But lined up against them is Kansas' ambitious Republican secretary of state, Kris Kobach, who is promoting a series of measures in the legislature to crack down on illegal workers and their employers.

An adviser to Mitt Romney's 2012 campaign, Mr. Kobach became a national lightning-rod after he helped draft tough immigration laws in Arizona and Alabama, the first of which sparked a Supreme Court brawl for the Obama administration.

Mr. Kobach calls the business coalition's plan "dead on arrival" and has the support of a large faction within the GOP-dominated Kansas legislature, which is expected to wade into the immigration fight this spring.

And what about Kansas’s ultra-conservative Governor.  He’s looking to run away from the issue as fast as he can.

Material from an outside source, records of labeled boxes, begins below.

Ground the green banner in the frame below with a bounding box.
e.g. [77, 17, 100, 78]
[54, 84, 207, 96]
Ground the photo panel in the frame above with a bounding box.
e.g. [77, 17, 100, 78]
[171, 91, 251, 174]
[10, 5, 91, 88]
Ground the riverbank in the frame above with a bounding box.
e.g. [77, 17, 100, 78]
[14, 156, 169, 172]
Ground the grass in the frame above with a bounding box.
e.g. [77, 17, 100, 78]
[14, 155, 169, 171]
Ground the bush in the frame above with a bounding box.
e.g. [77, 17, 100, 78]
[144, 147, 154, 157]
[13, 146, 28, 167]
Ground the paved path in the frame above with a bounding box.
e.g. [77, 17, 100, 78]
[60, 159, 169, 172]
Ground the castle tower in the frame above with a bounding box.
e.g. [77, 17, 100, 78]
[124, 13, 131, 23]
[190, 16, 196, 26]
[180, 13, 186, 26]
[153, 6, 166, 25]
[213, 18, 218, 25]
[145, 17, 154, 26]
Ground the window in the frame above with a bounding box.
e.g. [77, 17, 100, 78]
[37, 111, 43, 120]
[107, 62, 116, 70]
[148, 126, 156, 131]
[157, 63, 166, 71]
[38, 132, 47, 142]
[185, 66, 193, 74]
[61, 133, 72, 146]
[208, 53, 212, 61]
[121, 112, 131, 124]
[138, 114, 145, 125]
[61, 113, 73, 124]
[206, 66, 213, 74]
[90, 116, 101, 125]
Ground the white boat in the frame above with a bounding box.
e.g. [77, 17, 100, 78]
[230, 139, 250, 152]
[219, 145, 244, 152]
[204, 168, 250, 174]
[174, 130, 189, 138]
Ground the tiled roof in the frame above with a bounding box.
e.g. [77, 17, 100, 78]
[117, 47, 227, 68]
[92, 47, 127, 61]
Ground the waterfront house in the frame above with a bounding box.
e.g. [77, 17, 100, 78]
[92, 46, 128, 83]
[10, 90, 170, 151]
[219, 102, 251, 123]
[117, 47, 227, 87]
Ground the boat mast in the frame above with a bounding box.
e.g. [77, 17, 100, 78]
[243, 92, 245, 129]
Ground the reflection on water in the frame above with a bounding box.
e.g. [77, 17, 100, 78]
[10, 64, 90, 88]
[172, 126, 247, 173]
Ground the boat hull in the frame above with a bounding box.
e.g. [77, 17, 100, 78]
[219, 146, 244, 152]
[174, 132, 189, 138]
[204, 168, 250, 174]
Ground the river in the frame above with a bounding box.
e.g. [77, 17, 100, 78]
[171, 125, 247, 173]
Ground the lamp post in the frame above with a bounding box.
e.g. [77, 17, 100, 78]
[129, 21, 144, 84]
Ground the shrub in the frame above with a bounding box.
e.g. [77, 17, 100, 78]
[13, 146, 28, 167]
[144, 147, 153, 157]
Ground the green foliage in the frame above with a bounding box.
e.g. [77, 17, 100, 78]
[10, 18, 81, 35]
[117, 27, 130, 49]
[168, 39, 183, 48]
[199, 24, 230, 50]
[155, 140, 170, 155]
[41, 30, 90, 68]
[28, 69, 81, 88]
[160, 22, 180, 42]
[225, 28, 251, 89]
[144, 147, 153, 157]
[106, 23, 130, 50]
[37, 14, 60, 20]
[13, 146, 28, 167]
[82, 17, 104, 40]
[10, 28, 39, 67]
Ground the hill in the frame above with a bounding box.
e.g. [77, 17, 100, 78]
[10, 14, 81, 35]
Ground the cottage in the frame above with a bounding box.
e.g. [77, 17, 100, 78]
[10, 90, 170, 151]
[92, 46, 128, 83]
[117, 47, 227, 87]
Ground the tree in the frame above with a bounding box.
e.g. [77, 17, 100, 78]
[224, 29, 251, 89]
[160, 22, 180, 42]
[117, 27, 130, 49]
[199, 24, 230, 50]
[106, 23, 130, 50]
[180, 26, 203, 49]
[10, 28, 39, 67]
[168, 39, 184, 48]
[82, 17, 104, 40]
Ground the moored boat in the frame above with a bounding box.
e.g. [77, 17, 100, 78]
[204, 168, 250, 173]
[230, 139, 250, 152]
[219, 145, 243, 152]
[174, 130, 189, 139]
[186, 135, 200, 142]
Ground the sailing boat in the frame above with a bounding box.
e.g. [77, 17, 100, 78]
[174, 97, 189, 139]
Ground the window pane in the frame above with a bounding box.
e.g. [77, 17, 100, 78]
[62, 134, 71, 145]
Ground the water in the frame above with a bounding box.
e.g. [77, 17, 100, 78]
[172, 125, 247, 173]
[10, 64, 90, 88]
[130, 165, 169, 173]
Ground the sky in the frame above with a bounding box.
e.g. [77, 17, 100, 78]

Caught in the middle, and wishing it would all go away, is Gov. Sam Brownback, who earned a reputation while in the U.S. Senate as one of the GOP's leading advocates for immigrant rights. Now he wants nothing to distract from his overarching goals of cutting taxes and government spending.

So all that talk by Sen. Marco Rubio and Rep.Paul Ryan about making the Republican party more conducive to immigrants.  Well, the following sorta sums up the problem.

Predicting where the debate will go is tricky. Last year, Republicans buried the issue after one GOP member said at a hearing that illegal immigrants should be shot "like feral hogs." 

Yeah, sorry Republicans, look like you still have a ways to go.